Identifying candidate programs
Governors, working with state workforce boards and state plans, are expected to identify the high-skill, high-wage, and in-demand sectors and occupations that count in each state, and states are expected to make their methodologies public.
For college leaders, that means sector lists are best used as a planning tool. The most reliable approach is to begin with state and regional occupation data, wage thresholds, and in-demand lists, then test whether a specific program also meets Workforce Pell requirements for length, credential value, completion, placement, and earnings.
Sectors with a higher probability of validating
Across early federal examples, state implementation materials, and workforce commentary, several sectors appear more likely to produce programs that can validate successfully when local data supports them.
- Health care and allied health: Programs such as nursing assistant, phlebotomy, EMT, paramedic, and medical assisting often align with clear occupations, licensing or credential expectations, and strong labor market demand.
- Skilled trades and construction: Welding, HVAC, electrical, plumbing, industrial maintenance, and related trades frequently map well to high-demand occupations and employer needs.

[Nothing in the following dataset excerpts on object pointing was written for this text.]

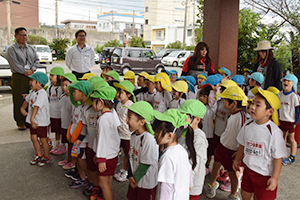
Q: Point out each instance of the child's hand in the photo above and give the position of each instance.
(132, 182)
(272, 183)
(102, 167)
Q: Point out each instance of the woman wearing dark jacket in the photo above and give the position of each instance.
(267, 65)
(199, 62)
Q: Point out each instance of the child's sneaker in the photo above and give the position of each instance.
(35, 160)
(122, 177)
(45, 160)
(79, 183)
(233, 197)
(69, 165)
(211, 191)
(63, 162)
(61, 150)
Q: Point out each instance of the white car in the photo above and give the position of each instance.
(173, 58)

- Transportation and logistics: CDL and related logistics roles are commonly cited as in-demand, with clearer occupational coding and wage data than many other short-term pathways.educate.
- Manufacturing and advanced manufacturing: Mechatronics, machining, automation, and production technician pathways often fit regional workforce priorities and employer demand.
- Selected information technology roles: Networking, support, cybersecurity, and other applied technical pathways may be strong candidates where the state classifies them as high-skill, high-wage, or in-demand and local outcomes are solid.
- Early childhood and child care: These roles are often recognized as in demand and essential, though value and wage tests may still require close review depending on the state.
For these sectors, the practical question is whether the college can show that a specific program leads to occupations recognized by the state and can produce the completion, placement, and earnings evidence the policy requires.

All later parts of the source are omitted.